IT IS MUTUALLY AGREED by the parties as follows:
1. Employment; Duties
1.1 Responsibilities and Authority. (a) The Bank hereby employs Executive to serve as Executive Vice President and Chief Operating Officer of the Bank, and Executive hereby accepts such employment. Executive shall have the duties, responsibilities, authorities and powers normally incident to such office. At all times, however, Executives activities and authority with respect to such offices will be subject to supervision, control and direction by the Board of Directors of the Bank (the Board), by the Executive Committee of the Board, and by the President and Chief Executive Officer of the Bank (the Chief Executive Officer) and Executive agrees to carry out such duties and responsibilities as any of them may from time to time reasonably assign to him. Executive shall report from time to time or routinely, upon request, to the Chief Executive Officer or her designee as to the current status of any of Executives assigned duties and responsibilities.
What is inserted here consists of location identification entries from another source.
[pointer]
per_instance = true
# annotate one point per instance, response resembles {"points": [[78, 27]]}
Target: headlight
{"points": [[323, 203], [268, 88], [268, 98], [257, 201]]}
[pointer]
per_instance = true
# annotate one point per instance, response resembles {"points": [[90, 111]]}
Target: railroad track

(b) The Company hereby employs Executive to serve as Vice President of the Company and such other offices and positions as the Company may determine, and Executive hereby accepts such employment. Executive shall have the duties, responsibilities, authorities and powers normally incident to such offices. At all times, however, Executives activities and authority with respect to such offices will be subject to supervision, control and direction by the Board of Directors of the Company (the Company Board) or by the Executive Committee of the Company Board, and Executive hereby agrees to carry out such duties and responsibilities as either of them may from time to time reasonably assign to Executive. Executive shall report from time to time or routinely, upon request, to the Company Board as to the current status of any of Executives assigned duties and responsibilities.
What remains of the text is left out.